E se engana quem pensa que a travessura foi obra do acaso. A cadela, que não à toa é roliça e pesa 17 quilos, é reincidente no crime.
— Uma vez, em 2016, levei a Beagle no aniversário de uma prima e ela subiu na mesa e roubou uma torta fria. Comeu inteira. A aniversariante levou numa boa, mas a tia que fez a torta não gostou muito — lembra Thierri.
Projeto de Lei reconhece animais como seres capazes de sentir emoções
O PLC 27/2018, do deputado Ricardo Izar (PP-SP), aprovado no plenário do Senado no dia 7 de agosto, criou o regime jurídico especial para os animais de estimação e alterou a forma como são vistos perante a lei.
Conforme a proposta os pets ganham proteção legal em casos de violação e passam a ser reconhecidos como seres sencientes, ou seja, capazes de sentir emoções e passíveis de sofrimento.
— É um avanço civilizacional. A legislação só estará reconhecendo o que todos já sabem: que os animais que temos em casa sentem dor e emoções. Um animal deixa de ser tratado como uma caneta ou um copo e passa a ser tratado como ser senciente — disse o senador Randolfe Rodrigues (Rede-AP), relator do projeto na Comissão de Meio Ambiente.

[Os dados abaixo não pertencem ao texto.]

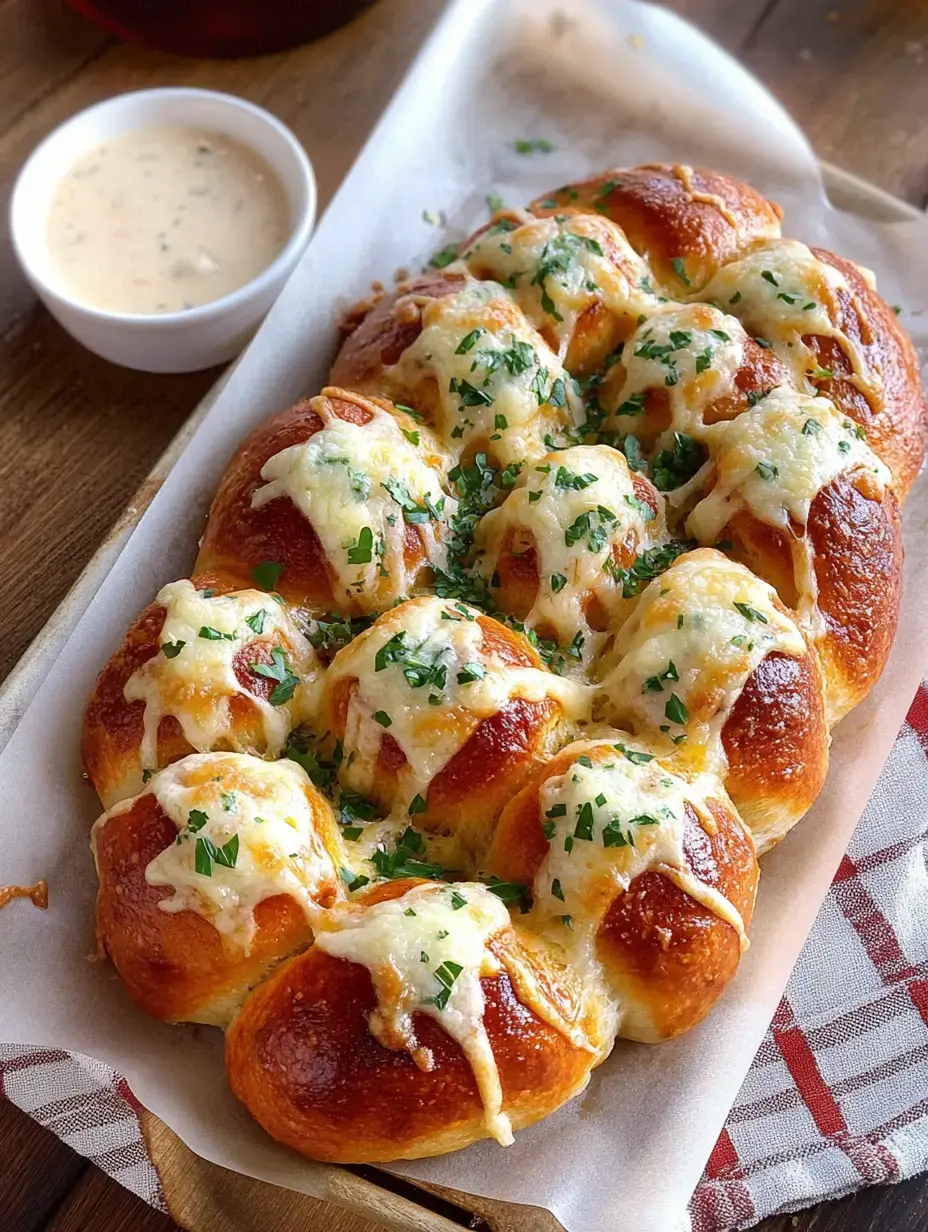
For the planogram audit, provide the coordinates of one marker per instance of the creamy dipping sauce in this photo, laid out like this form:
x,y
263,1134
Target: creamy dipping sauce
x,y
165,218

O material voltou para apreciação da Câmara, pois teve uma alteração. Foi a emenda apresentada pelos senadores Rodrigo Cunha (PSDB-AL), Major Olimpio (PSL-SP) e Otto Alencar (PSD-BA) para ressalvar as manifestações culturais, como a vaquejada, e a atividade agropecuária do alcance do projeto.
Guarda não pode considerar apenas bem-estar do tutor
A mudança de como os animais são vistos perante a lei se encaixa em um contexto em que muitos adultos optam por não terem filhos ou adiam ao máximo essa decisão. Segundo dois levantamentos do Instituto Brasileiro de Geografia e Estatística (IBGE), atualmente os lares do Brasil têm mais tutores de pets do que pais de filhos. De acordo com a Pesquisa Nacional de Saúde (PNS 2013), em 2015 eram 52 milhões de animais contra os 45 milhões de crianças, entre 0 e 14 anos, dos dados divulgados pela Pesquisa Nacional por Amostra de Domicílios (PNAD).

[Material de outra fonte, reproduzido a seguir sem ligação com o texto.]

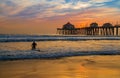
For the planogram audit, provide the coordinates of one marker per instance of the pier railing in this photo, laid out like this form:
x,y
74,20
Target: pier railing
x,y
100,31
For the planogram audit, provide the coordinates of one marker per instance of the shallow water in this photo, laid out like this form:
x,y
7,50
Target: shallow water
x,y
65,46
72,67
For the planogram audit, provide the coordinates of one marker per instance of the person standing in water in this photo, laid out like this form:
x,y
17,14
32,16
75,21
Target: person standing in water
x,y
34,44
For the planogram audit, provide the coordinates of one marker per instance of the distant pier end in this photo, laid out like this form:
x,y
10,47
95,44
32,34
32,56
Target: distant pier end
x,y
106,29
68,29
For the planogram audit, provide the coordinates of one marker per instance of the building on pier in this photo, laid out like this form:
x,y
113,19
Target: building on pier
x,y
107,29
68,29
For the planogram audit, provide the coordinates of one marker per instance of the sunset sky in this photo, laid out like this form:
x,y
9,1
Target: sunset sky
x,y
44,16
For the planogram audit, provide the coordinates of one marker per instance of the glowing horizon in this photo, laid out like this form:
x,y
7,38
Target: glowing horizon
x,y
44,16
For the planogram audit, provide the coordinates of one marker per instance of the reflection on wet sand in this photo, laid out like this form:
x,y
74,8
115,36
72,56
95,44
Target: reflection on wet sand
x,y
71,67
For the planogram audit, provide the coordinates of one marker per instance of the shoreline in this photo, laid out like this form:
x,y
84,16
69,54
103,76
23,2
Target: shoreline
x,y
87,66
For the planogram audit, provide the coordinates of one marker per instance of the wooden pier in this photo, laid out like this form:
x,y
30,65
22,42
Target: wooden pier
x,y
106,30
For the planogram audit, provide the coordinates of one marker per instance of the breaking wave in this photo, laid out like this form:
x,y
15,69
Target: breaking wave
x,y
37,54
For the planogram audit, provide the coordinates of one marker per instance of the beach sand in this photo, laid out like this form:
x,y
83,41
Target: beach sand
x,y
69,67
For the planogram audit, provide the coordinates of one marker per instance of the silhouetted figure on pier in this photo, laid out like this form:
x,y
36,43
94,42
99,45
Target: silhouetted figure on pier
x,y
34,44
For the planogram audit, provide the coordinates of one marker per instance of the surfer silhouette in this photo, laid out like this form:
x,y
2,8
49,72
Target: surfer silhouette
x,y
34,44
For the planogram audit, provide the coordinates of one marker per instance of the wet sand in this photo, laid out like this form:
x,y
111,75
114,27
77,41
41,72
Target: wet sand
x,y
69,67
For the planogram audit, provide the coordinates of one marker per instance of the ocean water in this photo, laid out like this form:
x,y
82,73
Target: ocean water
x,y
19,46
62,57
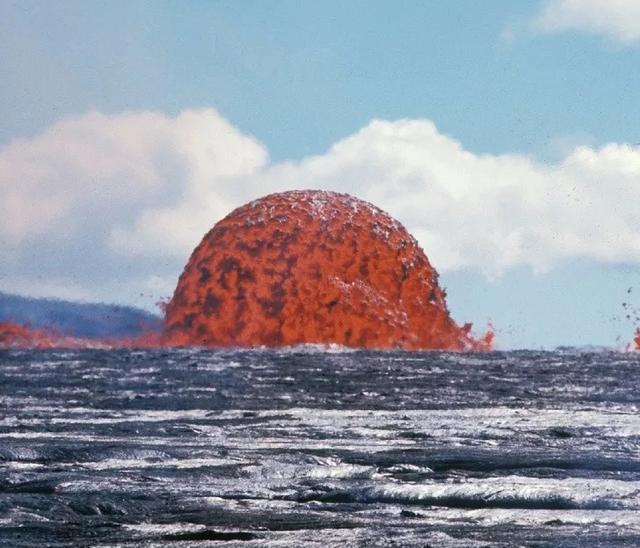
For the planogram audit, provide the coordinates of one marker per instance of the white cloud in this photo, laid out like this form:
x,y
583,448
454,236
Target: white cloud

O veterinário, advogado e professor universitário da Universidade Luterana do Brasil (ULBRA), Renato Pulz, 51 anos, explica que esses fatos criam um universo novo e traça um paralelo com a atual Constituição:
— Antes da promulgação do texto constitucional de 1988, as crianças também eram vistas como coisas e hoje, passados 30 anos, vemos quanto se avançou no bem-estar delas. Vejo que com os animais podemos ir pelo mesmo caminho.
Sobre a "guarda compartilhada", Renato lembra que as constantes mudanças podem ser estressantes para os bichos de estimação e reforça o cuidado que será necessário.
— Cada animal vai responder de um jeito, mas com certeza será um fator que vai influenciar na vida emocional deles, principalmente nos gatos que sofrem mais com mudança de ambiente. Os cachorros até se adaptam um pouco melhor. Agora é bem provável que o juiz vá pedir uma avaliação de um profissional veterinário que seja perito em medicina veterinária legal para avaliar o bem-estar dos bichos com critérios bem objetivos em relação a comportamento, rotina e hábitos alimentares. É preciso levar em consideração o que vai ser melhor para estes filhos, não só no que é bom para os pais — afirma.